The first of every month, he asked her to marry him, and she always replied she had a husband on the front. “Divorce him,” the Colonel ordered. “You are much safer and happier with me.”
She would laugh at him and reply that she would if he died or if Germany won the war, something which always confused the Colonel, but nothing more was said about it.
The war ended, Frank was still alive, and Ebony had to decide if he would willingly accept Kornelia into their family. “Her father is facing serious charges in Germany,” she told him seriously, the little girl’s hands in her own. “Kornelia can’t understand a word of English. It would have been too risky to teach her.”
“Of course,” he answered, his face hard. “I was recruited to MI6. I read you file once a week.”
“So you knew of her—of us,” Ebony checked.
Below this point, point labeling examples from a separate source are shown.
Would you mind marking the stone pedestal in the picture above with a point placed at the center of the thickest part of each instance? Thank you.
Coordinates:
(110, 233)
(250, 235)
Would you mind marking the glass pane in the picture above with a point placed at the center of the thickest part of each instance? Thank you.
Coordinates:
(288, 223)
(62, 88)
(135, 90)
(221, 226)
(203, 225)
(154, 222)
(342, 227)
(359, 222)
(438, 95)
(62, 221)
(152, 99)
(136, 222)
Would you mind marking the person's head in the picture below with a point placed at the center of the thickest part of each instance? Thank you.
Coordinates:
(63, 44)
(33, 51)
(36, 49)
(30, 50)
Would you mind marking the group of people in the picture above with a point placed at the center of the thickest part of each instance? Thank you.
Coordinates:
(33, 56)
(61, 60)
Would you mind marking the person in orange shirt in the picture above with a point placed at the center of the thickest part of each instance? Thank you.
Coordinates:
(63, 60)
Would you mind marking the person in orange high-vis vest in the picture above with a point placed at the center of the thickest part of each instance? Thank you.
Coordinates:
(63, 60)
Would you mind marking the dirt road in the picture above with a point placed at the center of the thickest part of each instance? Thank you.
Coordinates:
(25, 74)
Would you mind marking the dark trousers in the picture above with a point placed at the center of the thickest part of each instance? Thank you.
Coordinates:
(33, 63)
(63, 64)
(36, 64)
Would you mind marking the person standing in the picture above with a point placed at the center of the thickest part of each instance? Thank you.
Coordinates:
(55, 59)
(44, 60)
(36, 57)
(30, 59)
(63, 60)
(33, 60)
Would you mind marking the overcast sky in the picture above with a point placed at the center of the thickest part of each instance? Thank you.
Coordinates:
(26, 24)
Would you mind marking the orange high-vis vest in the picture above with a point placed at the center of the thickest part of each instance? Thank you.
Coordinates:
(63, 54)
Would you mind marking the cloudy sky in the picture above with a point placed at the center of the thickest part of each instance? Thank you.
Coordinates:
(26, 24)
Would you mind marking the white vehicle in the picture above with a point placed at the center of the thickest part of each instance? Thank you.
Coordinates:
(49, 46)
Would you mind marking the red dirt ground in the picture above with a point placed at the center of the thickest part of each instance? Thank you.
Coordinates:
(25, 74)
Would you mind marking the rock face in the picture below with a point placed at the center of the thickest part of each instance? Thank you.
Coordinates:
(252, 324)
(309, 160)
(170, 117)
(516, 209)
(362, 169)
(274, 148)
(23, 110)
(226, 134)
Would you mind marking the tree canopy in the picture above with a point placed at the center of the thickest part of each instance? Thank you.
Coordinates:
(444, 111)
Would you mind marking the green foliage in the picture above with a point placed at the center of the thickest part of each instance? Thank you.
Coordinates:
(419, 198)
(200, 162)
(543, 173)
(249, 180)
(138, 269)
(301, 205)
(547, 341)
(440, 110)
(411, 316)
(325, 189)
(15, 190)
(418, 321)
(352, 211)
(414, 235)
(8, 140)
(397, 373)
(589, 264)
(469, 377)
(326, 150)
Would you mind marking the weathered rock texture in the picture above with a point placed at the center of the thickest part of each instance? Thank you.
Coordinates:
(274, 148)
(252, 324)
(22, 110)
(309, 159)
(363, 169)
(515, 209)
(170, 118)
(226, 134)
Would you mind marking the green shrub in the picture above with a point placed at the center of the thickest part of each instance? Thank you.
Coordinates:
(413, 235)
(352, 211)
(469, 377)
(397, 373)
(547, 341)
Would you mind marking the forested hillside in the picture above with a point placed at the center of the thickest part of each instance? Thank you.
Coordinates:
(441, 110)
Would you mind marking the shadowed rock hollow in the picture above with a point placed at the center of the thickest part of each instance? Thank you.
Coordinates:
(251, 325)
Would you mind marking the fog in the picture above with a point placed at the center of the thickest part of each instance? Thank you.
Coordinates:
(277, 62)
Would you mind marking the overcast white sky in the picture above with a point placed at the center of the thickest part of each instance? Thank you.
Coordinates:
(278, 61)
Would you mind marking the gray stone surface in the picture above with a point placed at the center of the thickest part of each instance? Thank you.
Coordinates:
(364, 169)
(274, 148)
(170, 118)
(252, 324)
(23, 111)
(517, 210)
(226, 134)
“Yes,” he agreed. “I knew. She’s the perfect little Aryan like her mother.” His voice came out like an ugly sneer. “Don’t worry. I shan’t divorce you. I’m Catholic.”
It felt like a slap in the face. “Perhaps I want you to divorce me. We didn’t have a great marriage for that half week I was in Britain before training. You knew what it would be. You knew this was a possibility and you still chose to marry me.”
“I loved you,” he suddenly cried and little Kornelia took a step back.
Ebony stroked her hand gently, looking down at her daughter, before glancing back up at her husband. “I’m still the girl with the eggs,” she promised him. “I’ll always be the girl with the eggs.”
“You’ll never be that,” he decided. “I’ll pay for the upkeep for you and your German bastard, but I don’t want to see your face, Ebony. I would prefer it if you would use the name Potter for both yourself and the brat.”
Swallowing, Ebony nodded. “Of course, Frank. But you needn’t worry. I’m quite wealthy, if you recall.”
“If that’s all then.” He was gone.
Ebony looked down at little Kornelia and realized that once again she was alone without Frank. “Shall we try this again?” she asked the little girl and, taking her hand, she was determined to find her way back up to Scotland.